A report from the Harvard Business Review shows that:

  • Nearly 33% of employees start looking for a new job within their first six months ****at their new job
  • Another 23% leave before their one-year anniversary.

Most business owners know that it costs much more and takes more time to hire a new employee than to retain a current one. Think of how much money is being lost if more than half of your employees are leaving within a year of being hired.

According to this report, it’s anywhere from 100% – 300% of each employee’s individual salary.

Increased Stress

Think about the last time you started a new job. Do you remember how stressed and anxious you felt going in on your first day?

Your new employees might be feeling that way every day, especially if they weren’t onboarded properly.

When you’re stressed out and struggling to keep up with all the new information being thrown your way, it’s hard to perform to the best of your abilities.

There’s a lot of negativity that stems from employees who have high levels of stress. For example, stressed-out employees are more likely to deal with the following issues:

  • Difficulty focusing
  • Difficulty managing their time
  • Strained interpersonal relationships
  • Decreased health

All of these issues may contribute to an employee choosing to leave a position shortly after they were first hired.

Reduced Productivity

If your employees are highly stressed, have trouble focusing, and aren’t able to manage their time well because they’re struggling to remember everything that was thrown at them during their brief onboarding experience, there’s a good chance they’re not going to be very productive.

As you probably know, reduced productivity isn’t good for your business’s bottom line. In fact, low productivity related to stress alone contributes to a loss of $600 per worker per year.

Reduced Engagement

Your employees are more likely to be (and remain) engaged in their work if they have a good onboarding experience.

When your employees are engaged and eager to put their best foot forward, they tend to work better and with more enthusiasm. They also have more positive attitudes and are more inclined to contribute to the improvement of the company, instead of doing the bare minimum to get by.

Disengaged employees also cost your business a lot of money. Just one disengaged employee who earns an average salary may cost you nearly $16,000 per year.

Lost Potential

In a perfect world, every new employee would be able to hit the ground running and perform to their fullest abilities the second they walk in the door at their new job. That’s not the way the world works, though. In fact, in many cases, it takes between eight months and one year for a new employee to start performing to their maximum capabilities.

If the majority of employees are giving up on a job before they reach the one-year mark, there’s a good chance many of them (as well as their supervisors) haven’t even had a chance to see how well they can perform yet. Think of all the potential talent and earnings being lost because new hires aren’t given a chance to get fully acclimated to their positions.

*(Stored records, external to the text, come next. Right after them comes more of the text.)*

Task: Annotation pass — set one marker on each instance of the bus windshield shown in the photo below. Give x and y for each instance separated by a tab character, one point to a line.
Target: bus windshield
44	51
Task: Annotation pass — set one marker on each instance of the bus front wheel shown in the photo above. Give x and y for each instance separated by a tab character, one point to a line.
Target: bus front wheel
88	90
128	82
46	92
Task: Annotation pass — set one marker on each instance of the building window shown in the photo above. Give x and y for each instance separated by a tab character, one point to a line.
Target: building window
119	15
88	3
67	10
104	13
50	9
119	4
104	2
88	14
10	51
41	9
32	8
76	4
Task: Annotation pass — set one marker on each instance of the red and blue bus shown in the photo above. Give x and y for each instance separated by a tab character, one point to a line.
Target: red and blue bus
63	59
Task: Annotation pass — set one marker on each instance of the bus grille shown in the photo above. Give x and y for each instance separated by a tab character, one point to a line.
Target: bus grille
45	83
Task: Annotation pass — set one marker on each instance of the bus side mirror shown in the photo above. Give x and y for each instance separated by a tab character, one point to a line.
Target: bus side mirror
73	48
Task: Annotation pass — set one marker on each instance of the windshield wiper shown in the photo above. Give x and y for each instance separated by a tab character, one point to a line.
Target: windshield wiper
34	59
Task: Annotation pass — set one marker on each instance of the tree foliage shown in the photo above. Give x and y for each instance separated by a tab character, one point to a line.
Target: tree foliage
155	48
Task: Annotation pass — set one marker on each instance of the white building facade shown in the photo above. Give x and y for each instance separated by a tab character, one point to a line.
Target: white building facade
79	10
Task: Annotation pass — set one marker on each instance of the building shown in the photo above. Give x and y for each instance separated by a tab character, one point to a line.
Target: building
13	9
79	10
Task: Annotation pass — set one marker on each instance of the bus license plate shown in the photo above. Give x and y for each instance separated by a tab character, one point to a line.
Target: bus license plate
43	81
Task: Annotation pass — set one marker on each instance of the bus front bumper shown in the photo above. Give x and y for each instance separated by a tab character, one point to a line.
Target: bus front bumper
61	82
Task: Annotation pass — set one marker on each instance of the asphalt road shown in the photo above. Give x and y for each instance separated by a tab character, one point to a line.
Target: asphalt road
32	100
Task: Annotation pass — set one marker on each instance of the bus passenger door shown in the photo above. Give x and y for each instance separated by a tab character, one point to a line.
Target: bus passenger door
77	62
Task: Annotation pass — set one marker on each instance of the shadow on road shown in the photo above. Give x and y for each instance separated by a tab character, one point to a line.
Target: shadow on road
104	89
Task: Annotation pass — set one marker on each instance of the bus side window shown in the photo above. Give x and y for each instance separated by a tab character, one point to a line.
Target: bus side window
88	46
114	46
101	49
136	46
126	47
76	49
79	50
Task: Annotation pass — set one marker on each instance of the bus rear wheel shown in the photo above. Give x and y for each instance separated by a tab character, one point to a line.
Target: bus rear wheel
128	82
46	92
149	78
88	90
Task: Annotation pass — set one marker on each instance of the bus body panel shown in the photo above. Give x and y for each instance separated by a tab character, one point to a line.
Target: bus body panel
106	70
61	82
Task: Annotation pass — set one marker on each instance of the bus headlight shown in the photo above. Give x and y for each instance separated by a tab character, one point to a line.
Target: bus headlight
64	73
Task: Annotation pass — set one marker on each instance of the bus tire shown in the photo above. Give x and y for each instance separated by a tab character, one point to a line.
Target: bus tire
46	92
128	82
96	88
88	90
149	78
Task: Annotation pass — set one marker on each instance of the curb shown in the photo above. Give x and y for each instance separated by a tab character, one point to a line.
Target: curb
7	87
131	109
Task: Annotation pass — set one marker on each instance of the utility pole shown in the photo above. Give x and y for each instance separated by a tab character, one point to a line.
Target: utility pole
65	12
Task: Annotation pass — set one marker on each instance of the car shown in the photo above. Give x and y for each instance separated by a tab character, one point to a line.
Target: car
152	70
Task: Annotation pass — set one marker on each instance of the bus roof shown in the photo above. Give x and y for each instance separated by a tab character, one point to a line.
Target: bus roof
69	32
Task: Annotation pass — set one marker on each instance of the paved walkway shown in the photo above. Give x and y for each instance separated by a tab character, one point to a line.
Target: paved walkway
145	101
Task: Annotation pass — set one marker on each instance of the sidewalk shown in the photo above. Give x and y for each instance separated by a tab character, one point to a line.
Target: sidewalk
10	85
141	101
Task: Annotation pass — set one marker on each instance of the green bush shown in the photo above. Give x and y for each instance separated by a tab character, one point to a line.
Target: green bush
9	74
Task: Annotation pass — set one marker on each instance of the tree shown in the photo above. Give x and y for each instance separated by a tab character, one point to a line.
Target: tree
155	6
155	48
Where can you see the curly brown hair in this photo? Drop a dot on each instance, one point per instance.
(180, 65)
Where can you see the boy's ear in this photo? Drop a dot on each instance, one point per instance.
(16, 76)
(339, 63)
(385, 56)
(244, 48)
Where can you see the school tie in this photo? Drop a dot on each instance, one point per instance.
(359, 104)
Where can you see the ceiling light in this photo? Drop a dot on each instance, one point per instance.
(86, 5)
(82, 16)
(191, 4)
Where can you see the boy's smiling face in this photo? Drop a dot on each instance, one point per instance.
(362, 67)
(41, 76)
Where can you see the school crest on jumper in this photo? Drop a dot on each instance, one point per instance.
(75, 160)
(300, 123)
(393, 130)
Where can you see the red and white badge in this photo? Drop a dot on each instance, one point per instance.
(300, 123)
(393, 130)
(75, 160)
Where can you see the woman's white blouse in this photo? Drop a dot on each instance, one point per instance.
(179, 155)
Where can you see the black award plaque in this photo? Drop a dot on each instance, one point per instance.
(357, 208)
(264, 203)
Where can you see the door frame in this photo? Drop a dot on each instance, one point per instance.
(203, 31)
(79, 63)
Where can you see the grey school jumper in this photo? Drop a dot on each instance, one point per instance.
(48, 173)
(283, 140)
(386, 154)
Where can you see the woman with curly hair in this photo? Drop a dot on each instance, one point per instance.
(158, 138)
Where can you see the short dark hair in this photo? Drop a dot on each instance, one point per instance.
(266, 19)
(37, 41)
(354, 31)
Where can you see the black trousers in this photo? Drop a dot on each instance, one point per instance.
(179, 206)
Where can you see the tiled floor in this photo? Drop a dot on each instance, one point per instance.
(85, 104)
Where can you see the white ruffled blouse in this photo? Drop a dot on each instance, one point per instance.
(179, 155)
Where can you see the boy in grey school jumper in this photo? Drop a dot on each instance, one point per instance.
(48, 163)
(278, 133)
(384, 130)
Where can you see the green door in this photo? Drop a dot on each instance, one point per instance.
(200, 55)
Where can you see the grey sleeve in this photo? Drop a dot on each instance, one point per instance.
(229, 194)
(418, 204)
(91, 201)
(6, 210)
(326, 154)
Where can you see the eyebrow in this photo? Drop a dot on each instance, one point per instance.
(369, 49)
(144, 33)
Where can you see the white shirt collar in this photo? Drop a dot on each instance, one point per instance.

How to Improve Your Onboarding Process

Okay, you can see why it’s important to prioritize good onboarding. How do you make your process better, though? Start by giving these tips a try:

  • Focus on getting to know new employees, not just on getting them up to speed
  • Help new employees get to know other members of the staff
  • Set clear expectations and help employees set goals for themselves
  • Offer learning and development opportunities right away to help fill in training gaps
  • Arrange for new employees to have one-on-one meetings with their direct supervisors
  • Request feedback and ask for advice on how the program can be improved

Start Saving Money Today

Now that you know more about what bad onboarding costs your business, doesn’t it seem like a good idea to start making improvements to your current program?

Keep the tips listed above in mind as you begin making changes or creating a more solidified program.

They’ll help you ensure you’re taking the right approach and handling onboarding in a way that best benefits your new employees and your business as a whole.